In a good performance of such a celebrated work, something new and distinctive may well emerge, as well as all the comfortably familiar glories of the score. Tonight, for example, in the University of Maryland Concert Choir/NSO’s performance, what stood out to me, as newly distinctive, was the chorus of scoffers “He trusted in God”. In the interlacing of voices, the timing of breaths, the rasp of precise articulation, and the hissing of sibilants, it was as if we were made to hear the mocking and catcalls of the Pharisees in Holy Week. That was powerful and real. So also with the word painting evoking the stripes of the Christ’s passion: voices were jagged, the rhythm whip-crack sharp. These, among others, were very decisive and appropriate moments in the interpretation: well-observed incidents of musical narration. The very word ‘oratorio’ means pulpit, and thus it is meant to preach in its way.

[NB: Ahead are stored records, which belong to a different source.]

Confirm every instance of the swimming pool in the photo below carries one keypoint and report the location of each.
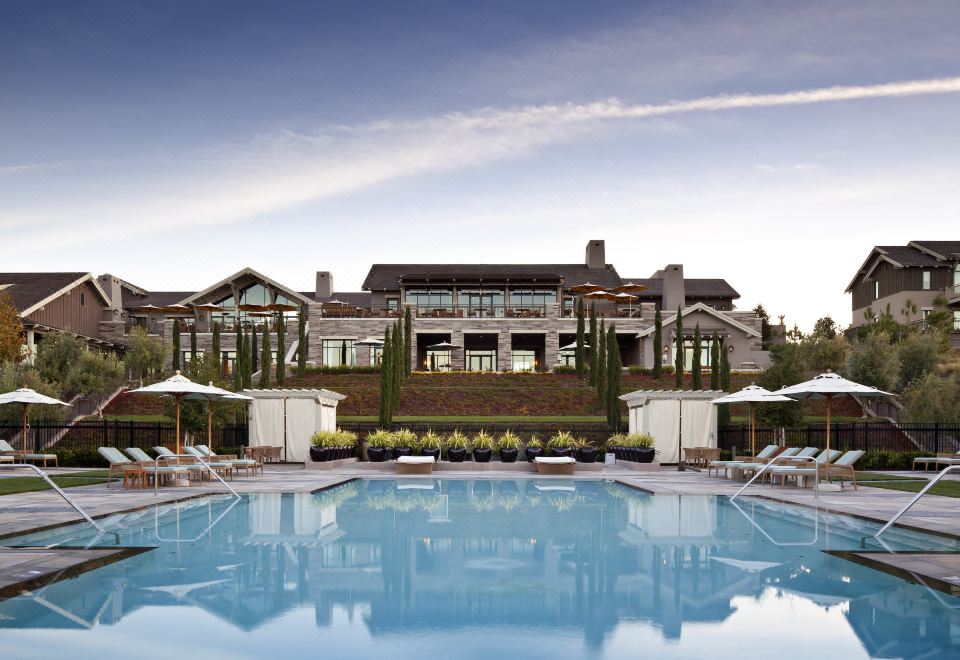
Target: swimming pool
(482, 569)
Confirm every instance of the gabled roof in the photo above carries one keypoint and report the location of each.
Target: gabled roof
(701, 307)
(31, 291)
(916, 254)
(388, 276)
(287, 291)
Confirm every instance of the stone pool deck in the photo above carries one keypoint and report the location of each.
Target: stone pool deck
(30, 511)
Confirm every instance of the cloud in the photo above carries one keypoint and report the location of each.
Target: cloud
(271, 173)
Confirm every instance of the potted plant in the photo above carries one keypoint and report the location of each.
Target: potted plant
(586, 453)
(534, 448)
(642, 444)
(319, 449)
(431, 444)
(404, 441)
(482, 447)
(457, 446)
(378, 445)
(508, 445)
(561, 443)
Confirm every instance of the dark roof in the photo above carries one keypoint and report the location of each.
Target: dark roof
(355, 298)
(943, 248)
(156, 298)
(30, 288)
(693, 288)
(388, 276)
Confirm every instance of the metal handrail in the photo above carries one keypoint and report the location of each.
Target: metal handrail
(156, 481)
(57, 488)
(940, 475)
(816, 474)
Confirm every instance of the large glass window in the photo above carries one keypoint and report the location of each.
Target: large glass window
(523, 360)
(429, 298)
(481, 359)
(339, 353)
(532, 298)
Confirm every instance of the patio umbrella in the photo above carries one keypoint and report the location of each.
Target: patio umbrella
(586, 287)
(217, 395)
(752, 394)
(178, 387)
(829, 386)
(27, 397)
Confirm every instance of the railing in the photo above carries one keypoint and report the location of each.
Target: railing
(916, 497)
(867, 436)
(60, 492)
(798, 459)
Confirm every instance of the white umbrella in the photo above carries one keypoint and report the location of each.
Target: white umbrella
(216, 394)
(827, 386)
(179, 387)
(27, 397)
(752, 394)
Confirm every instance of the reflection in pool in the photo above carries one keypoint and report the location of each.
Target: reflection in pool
(473, 569)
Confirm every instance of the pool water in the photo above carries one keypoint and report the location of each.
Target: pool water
(482, 569)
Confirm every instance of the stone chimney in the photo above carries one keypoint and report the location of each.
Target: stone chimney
(674, 293)
(596, 255)
(324, 284)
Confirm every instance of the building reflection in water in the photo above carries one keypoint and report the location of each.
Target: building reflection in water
(453, 554)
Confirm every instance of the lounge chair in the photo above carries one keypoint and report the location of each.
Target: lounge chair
(799, 470)
(21, 455)
(415, 465)
(939, 459)
(763, 456)
(118, 462)
(245, 464)
(555, 464)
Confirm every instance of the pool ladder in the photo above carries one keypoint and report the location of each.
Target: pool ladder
(916, 497)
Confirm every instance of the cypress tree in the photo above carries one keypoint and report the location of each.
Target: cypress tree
(255, 363)
(680, 354)
(386, 389)
(695, 366)
(176, 344)
(602, 363)
(238, 362)
(581, 367)
(193, 342)
(614, 380)
(302, 345)
(407, 341)
(715, 364)
(657, 345)
(281, 349)
(594, 344)
(215, 357)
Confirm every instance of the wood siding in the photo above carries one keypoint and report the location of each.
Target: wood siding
(79, 310)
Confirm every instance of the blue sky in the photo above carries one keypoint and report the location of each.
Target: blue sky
(173, 143)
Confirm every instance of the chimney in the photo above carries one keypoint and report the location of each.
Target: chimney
(324, 284)
(674, 293)
(596, 255)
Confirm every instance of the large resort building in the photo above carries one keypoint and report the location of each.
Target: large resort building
(479, 317)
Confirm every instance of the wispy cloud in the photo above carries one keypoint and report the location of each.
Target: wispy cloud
(282, 170)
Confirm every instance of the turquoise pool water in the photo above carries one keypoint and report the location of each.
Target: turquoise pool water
(482, 569)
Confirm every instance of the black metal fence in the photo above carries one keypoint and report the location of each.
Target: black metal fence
(869, 436)
(594, 433)
(46, 437)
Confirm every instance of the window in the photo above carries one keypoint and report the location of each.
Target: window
(481, 360)
(339, 353)
(523, 360)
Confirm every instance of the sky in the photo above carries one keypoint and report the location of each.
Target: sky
(769, 143)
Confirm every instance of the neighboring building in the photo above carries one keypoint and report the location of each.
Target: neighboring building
(497, 317)
(898, 277)
(66, 302)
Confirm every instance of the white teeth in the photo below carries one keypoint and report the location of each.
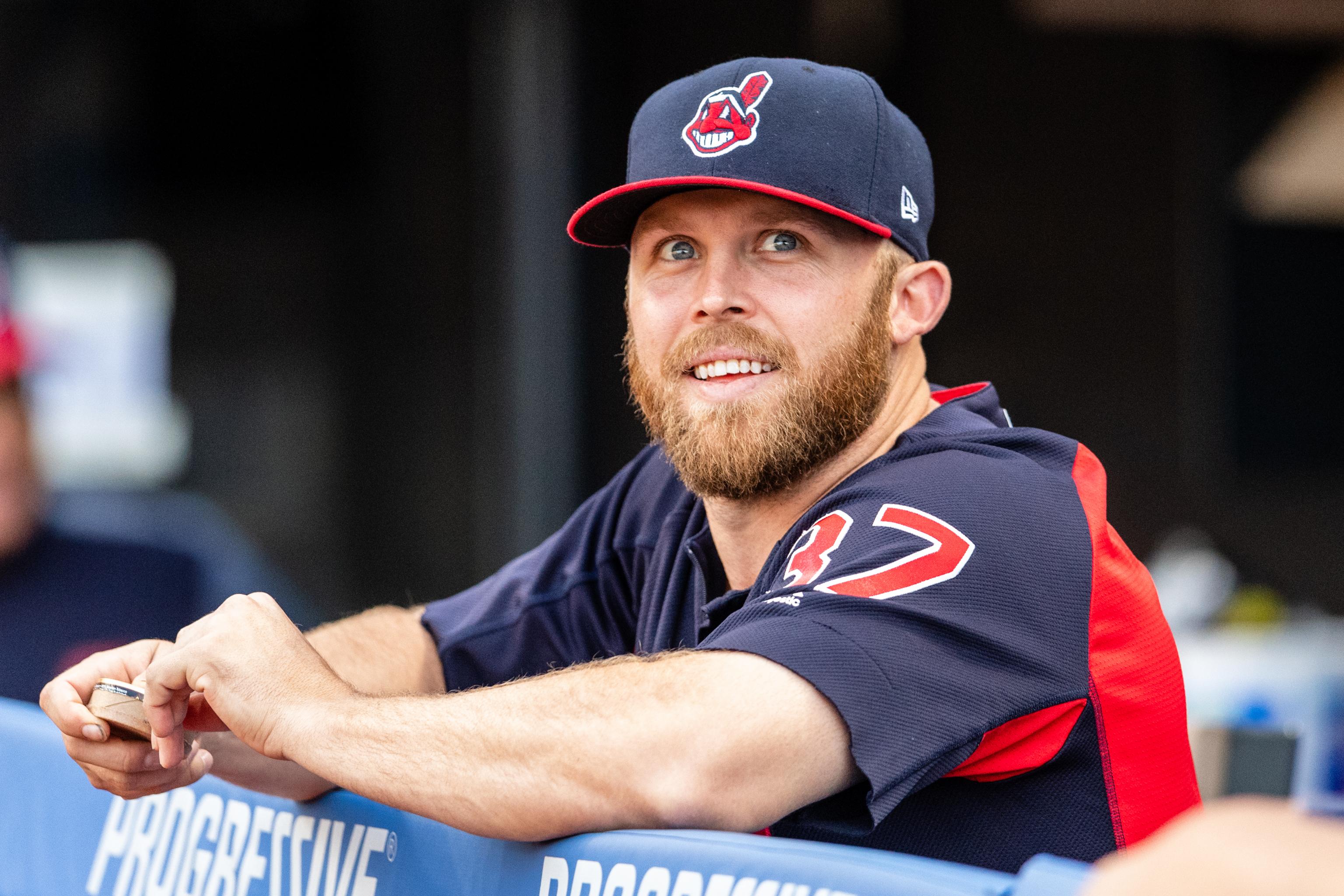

There was lovely, rhythmic partnership between soloist, counter-tenor, Christopher Ainslie, orchestra, and chorus in “O Thou that Tellest good tidings”. Joélle Harvey had a sweet vibrated soprano voice; she was complemented by feathery light voices sopranos in the chorus. Smooth-sounding though they were, one could have done with a bit more weight from James Kryshak the tenor and Douglas Williams, the bass-baritone. It was a Messiah without a huge emphasis on the lower range, and thus lacked a certain richness and layering.